Die Sinnhaftigkeit des Vortrages von Prof. Dr. med. Dr. jur. Christian Diercks (Diercks + Bohle, RA) an dieser Stelle blieb mir verborgen. Diercks referierte durchaus interessantüber die Inhalte des Gen-Diagnostik-Gesetzes und sich daraus ergebende Konsequenzen. Die Frage, was bei personalisierter Medizin online geht, hat sich dabei wohl nicht gestellt (oder habe ich sie nicht erkannt?).

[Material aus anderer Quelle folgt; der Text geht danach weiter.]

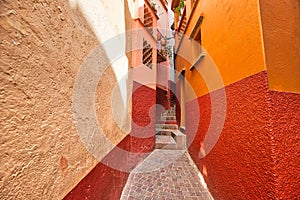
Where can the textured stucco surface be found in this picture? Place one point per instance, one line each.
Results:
(240, 165)
(161, 99)
(108, 178)
(43, 44)
(285, 129)
(281, 35)
(231, 35)
(142, 136)
(104, 181)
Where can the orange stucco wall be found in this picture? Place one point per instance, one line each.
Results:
(281, 33)
(236, 48)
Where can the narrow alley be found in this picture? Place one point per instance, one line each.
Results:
(149, 99)
(166, 175)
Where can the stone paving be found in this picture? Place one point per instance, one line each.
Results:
(166, 174)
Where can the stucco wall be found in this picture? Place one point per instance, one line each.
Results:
(281, 36)
(43, 44)
(253, 47)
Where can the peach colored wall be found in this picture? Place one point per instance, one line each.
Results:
(43, 45)
(236, 48)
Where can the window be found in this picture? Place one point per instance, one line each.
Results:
(147, 54)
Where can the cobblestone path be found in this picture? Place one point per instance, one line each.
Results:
(166, 174)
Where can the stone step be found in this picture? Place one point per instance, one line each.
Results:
(165, 142)
(167, 126)
(180, 139)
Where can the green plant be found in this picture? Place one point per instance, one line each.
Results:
(179, 7)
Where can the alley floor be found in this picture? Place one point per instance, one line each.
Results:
(166, 174)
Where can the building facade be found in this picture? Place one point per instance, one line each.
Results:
(237, 65)
(78, 95)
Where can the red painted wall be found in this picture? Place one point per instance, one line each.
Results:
(105, 182)
(285, 128)
(240, 165)
(142, 136)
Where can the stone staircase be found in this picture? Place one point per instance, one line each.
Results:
(167, 134)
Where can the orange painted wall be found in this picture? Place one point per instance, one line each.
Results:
(281, 33)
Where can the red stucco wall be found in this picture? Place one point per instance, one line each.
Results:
(240, 165)
(103, 182)
(106, 182)
(285, 129)
(161, 99)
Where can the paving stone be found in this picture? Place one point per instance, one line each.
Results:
(165, 174)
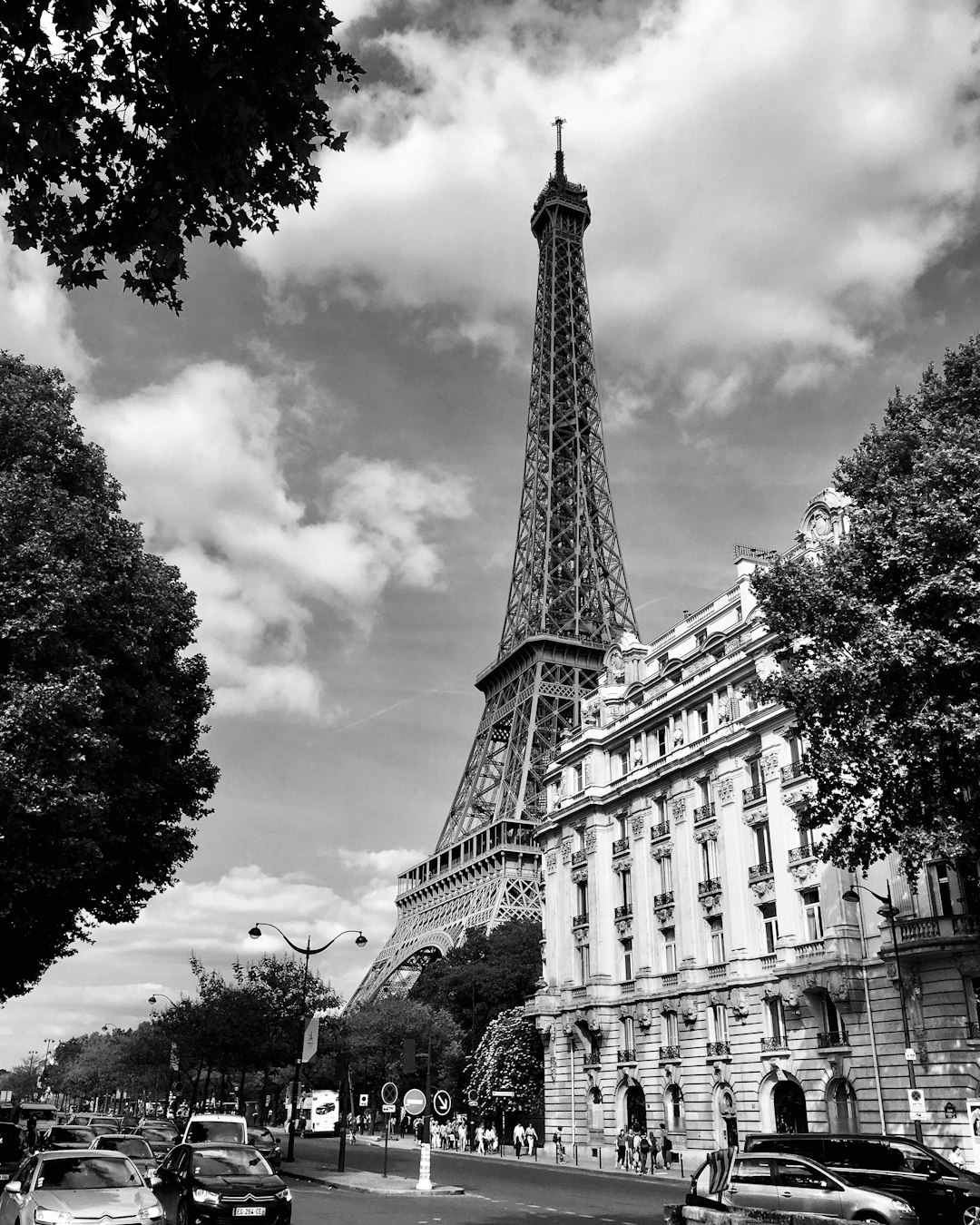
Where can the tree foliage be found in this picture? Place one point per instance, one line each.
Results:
(485, 975)
(510, 1056)
(879, 640)
(101, 706)
(130, 128)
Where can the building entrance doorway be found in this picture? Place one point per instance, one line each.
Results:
(789, 1108)
(636, 1108)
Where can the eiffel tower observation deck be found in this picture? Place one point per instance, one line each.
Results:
(567, 604)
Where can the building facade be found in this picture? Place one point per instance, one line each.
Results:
(703, 969)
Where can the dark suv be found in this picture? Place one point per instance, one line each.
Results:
(940, 1192)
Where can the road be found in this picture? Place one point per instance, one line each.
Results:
(496, 1191)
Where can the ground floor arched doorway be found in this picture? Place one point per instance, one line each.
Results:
(789, 1108)
(636, 1108)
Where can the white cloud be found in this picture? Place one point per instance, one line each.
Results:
(107, 983)
(199, 459)
(34, 314)
(769, 179)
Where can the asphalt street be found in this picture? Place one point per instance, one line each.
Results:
(496, 1190)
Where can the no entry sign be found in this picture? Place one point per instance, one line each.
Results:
(414, 1102)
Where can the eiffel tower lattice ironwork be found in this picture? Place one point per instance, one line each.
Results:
(567, 604)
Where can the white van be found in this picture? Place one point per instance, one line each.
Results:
(216, 1130)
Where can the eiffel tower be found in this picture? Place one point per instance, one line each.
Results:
(567, 604)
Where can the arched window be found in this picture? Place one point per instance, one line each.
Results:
(672, 1109)
(842, 1106)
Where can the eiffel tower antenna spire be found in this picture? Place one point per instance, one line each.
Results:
(567, 605)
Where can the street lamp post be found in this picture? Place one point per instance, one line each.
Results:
(851, 895)
(255, 933)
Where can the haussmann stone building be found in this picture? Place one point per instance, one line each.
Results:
(702, 968)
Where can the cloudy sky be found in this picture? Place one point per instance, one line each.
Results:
(328, 440)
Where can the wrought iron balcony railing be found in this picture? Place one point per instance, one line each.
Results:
(794, 770)
(833, 1038)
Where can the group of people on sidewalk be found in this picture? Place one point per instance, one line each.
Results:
(639, 1148)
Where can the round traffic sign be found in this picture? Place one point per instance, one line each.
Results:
(414, 1102)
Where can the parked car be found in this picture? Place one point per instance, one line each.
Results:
(216, 1182)
(62, 1136)
(216, 1130)
(160, 1142)
(789, 1183)
(133, 1147)
(77, 1183)
(938, 1191)
(262, 1140)
(11, 1151)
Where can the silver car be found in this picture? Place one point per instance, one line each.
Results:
(56, 1189)
(786, 1183)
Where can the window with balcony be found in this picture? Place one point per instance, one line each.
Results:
(812, 914)
(774, 1022)
(582, 965)
(716, 940)
(710, 859)
(627, 959)
(669, 949)
(672, 1109)
(665, 874)
(769, 926)
(582, 900)
(718, 1029)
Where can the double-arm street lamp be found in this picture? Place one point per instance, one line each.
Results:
(888, 910)
(255, 933)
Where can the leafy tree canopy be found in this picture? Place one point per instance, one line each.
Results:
(510, 1056)
(484, 975)
(130, 128)
(879, 640)
(101, 706)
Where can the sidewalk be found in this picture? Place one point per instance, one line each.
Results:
(314, 1170)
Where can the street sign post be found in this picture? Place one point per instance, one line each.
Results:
(414, 1102)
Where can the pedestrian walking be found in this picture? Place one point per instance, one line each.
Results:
(644, 1151)
(667, 1147)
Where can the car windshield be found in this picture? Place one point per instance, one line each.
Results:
(214, 1130)
(132, 1145)
(218, 1162)
(87, 1172)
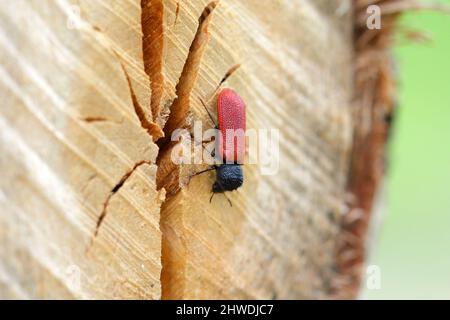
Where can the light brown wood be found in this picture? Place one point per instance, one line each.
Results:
(279, 238)
(92, 205)
(79, 208)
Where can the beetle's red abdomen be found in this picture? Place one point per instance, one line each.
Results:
(231, 117)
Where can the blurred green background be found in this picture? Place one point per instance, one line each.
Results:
(412, 246)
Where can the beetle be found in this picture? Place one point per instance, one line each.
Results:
(231, 142)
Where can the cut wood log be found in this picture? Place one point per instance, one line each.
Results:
(278, 240)
(79, 207)
(92, 204)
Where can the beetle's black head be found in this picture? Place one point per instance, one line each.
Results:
(229, 177)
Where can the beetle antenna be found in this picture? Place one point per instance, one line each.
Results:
(209, 113)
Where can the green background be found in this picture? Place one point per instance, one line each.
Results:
(412, 246)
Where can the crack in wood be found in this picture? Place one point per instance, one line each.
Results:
(113, 191)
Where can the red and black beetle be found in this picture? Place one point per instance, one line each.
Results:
(231, 116)
(230, 143)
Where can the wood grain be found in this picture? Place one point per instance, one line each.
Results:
(73, 149)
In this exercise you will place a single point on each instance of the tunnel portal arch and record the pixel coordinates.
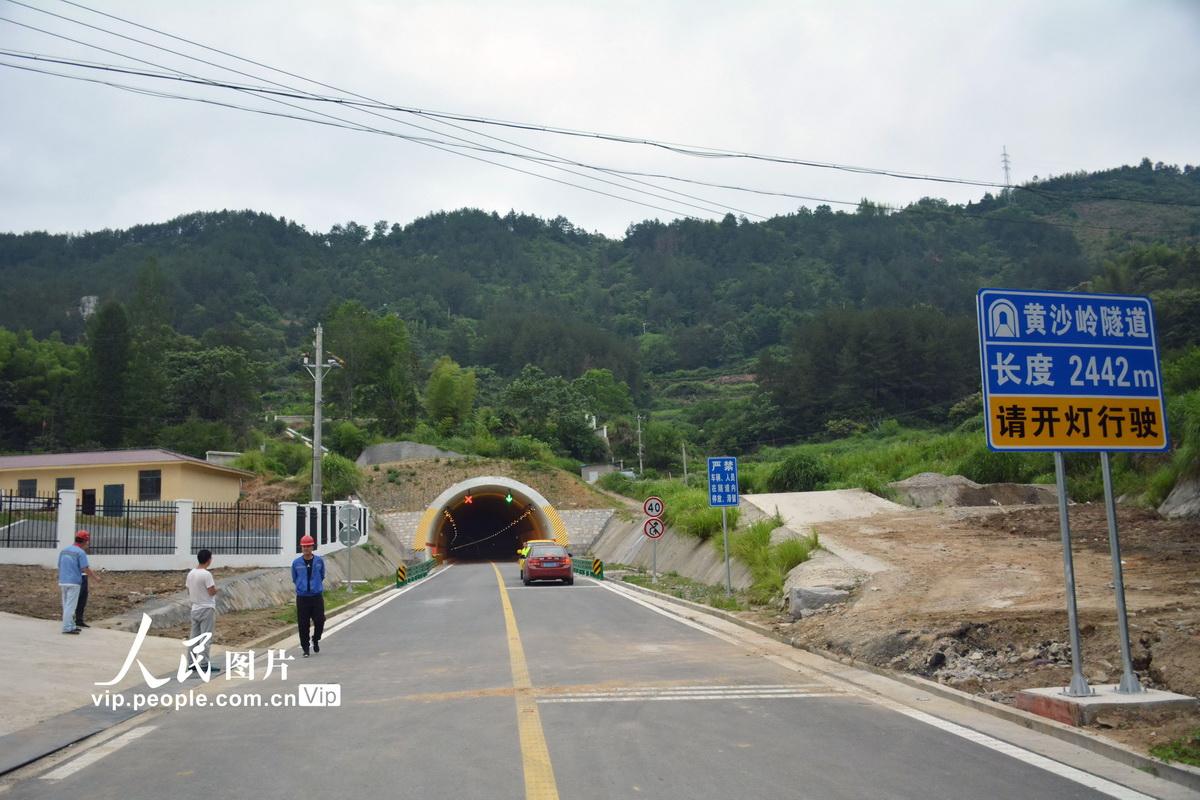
(486, 518)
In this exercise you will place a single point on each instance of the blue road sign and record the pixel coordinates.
(723, 481)
(1066, 371)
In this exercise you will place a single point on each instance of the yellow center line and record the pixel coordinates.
(539, 773)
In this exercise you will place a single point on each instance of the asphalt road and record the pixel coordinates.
(471, 685)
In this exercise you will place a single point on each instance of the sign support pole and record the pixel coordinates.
(725, 533)
(654, 561)
(1129, 684)
(1079, 686)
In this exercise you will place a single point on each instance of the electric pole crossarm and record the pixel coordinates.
(318, 368)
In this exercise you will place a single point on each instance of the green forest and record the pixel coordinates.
(517, 336)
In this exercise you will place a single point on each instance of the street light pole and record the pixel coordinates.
(318, 368)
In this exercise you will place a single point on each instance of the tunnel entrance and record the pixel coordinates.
(485, 528)
(487, 519)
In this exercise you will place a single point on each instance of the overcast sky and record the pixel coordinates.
(930, 88)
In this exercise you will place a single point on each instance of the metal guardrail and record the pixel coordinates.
(406, 575)
(593, 569)
(130, 528)
(237, 528)
(29, 521)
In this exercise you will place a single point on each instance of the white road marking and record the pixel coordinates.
(573, 588)
(96, 753)
(1021, 755)
(685, 690)
(655, 698)
(379, 605)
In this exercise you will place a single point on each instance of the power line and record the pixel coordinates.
(684, 149)
(307, 96)
(441, 144)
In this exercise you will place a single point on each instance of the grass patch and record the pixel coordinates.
(675, 584)
(1186, 750)
(769, 564)
(687, 509)
(339, 596)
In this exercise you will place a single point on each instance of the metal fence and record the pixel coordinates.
(29, 522)
(130, 528)
(235, 528)
(322, 523)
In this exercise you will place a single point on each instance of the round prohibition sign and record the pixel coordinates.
(653, 506)
(654, 528)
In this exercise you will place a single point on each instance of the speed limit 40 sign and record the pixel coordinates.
(653, 506)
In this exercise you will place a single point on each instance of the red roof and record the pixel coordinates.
(107, 457)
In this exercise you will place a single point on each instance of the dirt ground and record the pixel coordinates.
(972, 597)
(975, 599)
(34, 591)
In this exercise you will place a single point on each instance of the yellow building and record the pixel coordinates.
(114, 476)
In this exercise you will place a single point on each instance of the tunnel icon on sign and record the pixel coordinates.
(1002, 320)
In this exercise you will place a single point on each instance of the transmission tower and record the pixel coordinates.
(1008, 164)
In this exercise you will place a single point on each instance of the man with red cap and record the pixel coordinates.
(309, 576)
(72, 569)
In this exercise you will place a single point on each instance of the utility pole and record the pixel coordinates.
(318, 368)
(1007, 163)
(640, 468)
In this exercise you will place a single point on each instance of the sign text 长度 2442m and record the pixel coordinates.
(1065, 371)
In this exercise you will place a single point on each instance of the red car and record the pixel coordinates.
(549, 563)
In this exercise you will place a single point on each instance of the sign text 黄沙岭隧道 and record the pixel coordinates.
(1065, 371)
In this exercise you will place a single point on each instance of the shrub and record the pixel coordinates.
(526, 449)
(799, 473)
(617, 482)
(339, 477)
(252, 459)
(987, 467)
(843, 428)
(347, 439)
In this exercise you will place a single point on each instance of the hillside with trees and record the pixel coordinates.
(509, 335)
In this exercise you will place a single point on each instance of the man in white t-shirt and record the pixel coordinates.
(203, 591)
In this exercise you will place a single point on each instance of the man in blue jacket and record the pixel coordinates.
(309, 576)
(72, 569)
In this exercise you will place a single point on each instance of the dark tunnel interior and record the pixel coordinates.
(486, 528)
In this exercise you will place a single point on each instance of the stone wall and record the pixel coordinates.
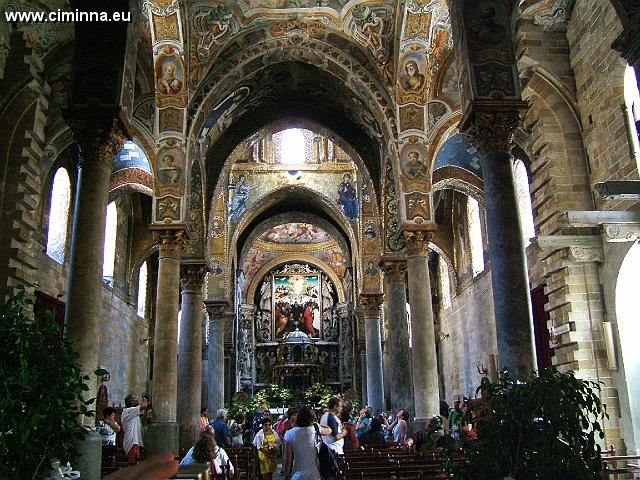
(471, 340)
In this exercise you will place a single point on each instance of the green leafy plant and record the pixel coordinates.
(41, 393)
(546, 428)
(271, 396)
(318, 394)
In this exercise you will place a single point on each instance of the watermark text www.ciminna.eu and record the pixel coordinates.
(66, 16)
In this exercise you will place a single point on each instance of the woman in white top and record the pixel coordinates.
(206, 451)
(300, 447)
(399, 426)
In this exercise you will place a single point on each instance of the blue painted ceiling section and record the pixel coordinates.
(458, 152)
(130, 156)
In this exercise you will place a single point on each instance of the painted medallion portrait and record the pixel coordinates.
(414, 160)
(412, 77)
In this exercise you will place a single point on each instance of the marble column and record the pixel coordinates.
(423, 352)
(215, 371)
(490, 131)
(246, 347)
(190, 353)
(163, 432)
(398, 335)
(86, 254)
(371, 305)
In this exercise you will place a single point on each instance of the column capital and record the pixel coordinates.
(489, 126)
(216, 309)
(170, 239)
(97, 130)
(343, 310)
(394, 268)
(371, 304)
(418, 240)
(192, 275)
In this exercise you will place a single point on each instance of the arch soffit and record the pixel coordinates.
(276, 262)
(554, 87)
(225, 171)
(326, 205)
(221, 81)
(294, 217)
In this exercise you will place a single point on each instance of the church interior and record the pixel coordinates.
(390, 198)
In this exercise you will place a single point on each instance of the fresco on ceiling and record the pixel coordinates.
(449, 89)
(250, 182)
(295, 233)
(247, 5)
(348, 198)
(296, 304)
(414, 160)
(169, 72)
(239, 193)
(130, 156)
(458, 152)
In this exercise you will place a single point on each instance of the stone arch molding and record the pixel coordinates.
(295, 217)
(276, 262)
(366, 88)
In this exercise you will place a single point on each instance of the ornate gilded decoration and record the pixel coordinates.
(170, 241)
(417, 242)
(490, 127)
(394, 269)
(192, 276)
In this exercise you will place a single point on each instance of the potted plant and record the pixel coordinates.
(41, 393)
(546, 428)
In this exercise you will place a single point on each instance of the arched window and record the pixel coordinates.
(445, 284)
(632, 106)
(292, 147)
(524, 201)
(110, 231)
(59, 215)
(142, 289)
(475, 236)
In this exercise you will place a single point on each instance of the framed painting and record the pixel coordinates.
(296, 304)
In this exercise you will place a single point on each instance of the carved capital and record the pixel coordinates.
(192, 276)
(343, 310)
(394, 269)
(371, 304)
(97, 131)
(490, 127)
(417, 242)
(586, 254)
(170, 241)
(216, 309)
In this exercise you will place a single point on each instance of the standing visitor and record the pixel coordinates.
(334, 440)
(267, 442)
(223, 434)
(132, 427)
(108, 429)
(300, 452)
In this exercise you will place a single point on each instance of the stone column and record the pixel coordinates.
(490, 130)
(229, 358)
(398, 335)
(163, 432)
(84, 298)
(423, 350)
(190, 354)
(371, 305)
(216, 312)
(246, 346)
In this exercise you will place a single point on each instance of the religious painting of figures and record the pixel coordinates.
(296, 304)
(348, 197)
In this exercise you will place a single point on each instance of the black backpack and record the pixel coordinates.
(327, 459)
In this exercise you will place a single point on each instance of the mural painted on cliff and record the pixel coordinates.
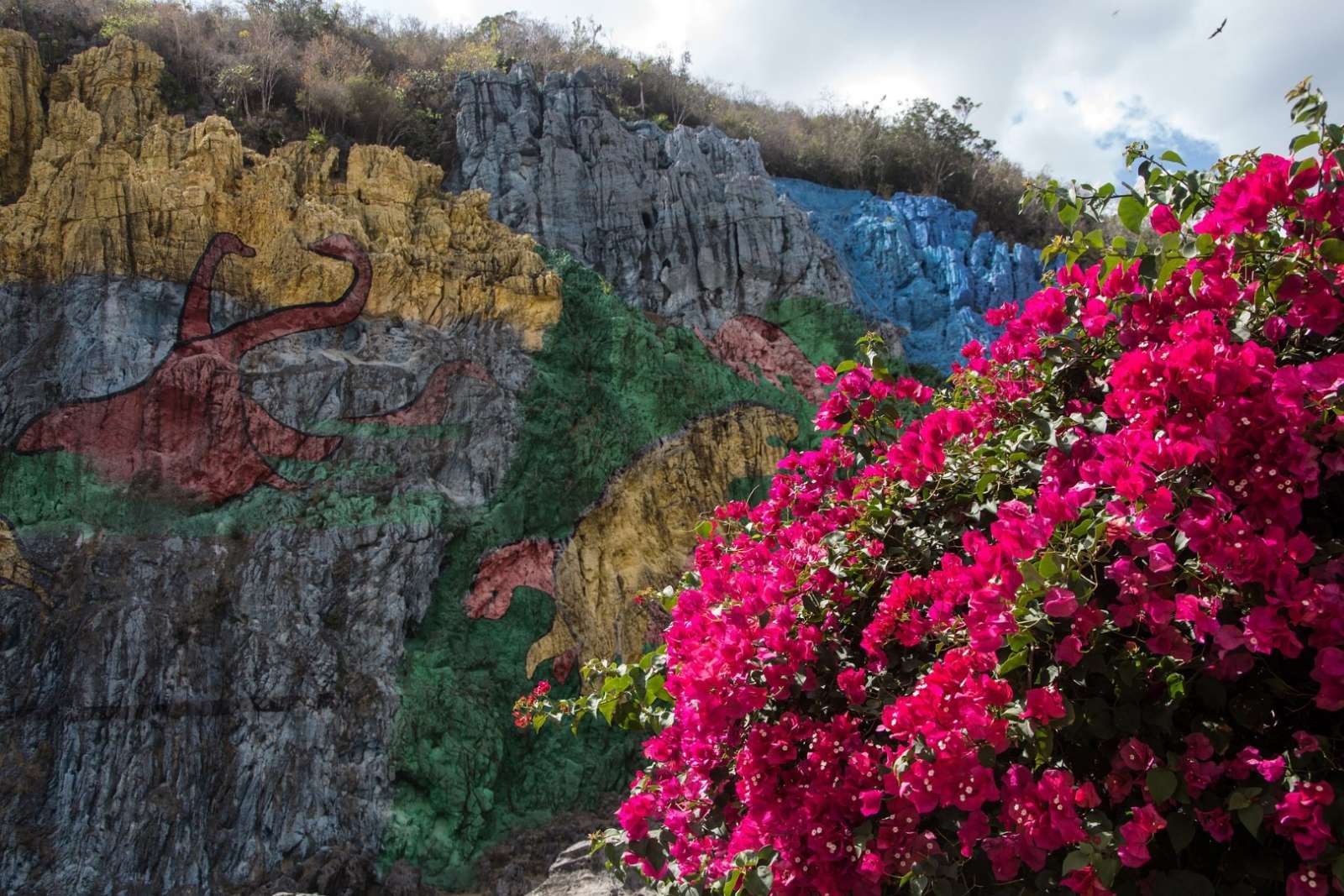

Insgesamt hat der 4. Nationale Telemedizin-Kongress einen guten Sachstandbericht abgeliefert und gezeigt, dass es in Deutschland vielfältige Initiativen und Projekte gibt. Er hat aber auch aufgezeigt, welche Schwierigkeiten auf dem Weg zur umfassenden Implementierung telemedizinischer Leistungen liegen. Rasche Durchbrüche sind leider nicht zu erwarten. Weitere Informationen über den Kongress finden Sie unter www.telemedizinkongress.de

Ich weiß nicht mehr, wer es gesagt hat: Es mag sein, dass wir in einigen Jahren überhaupt nicht mehr von der Telemedizin sprechen, weil alle Innovationen und Technologien, über die wir hier und heute reden, selbstverständlich geworden sind – Medizin eben!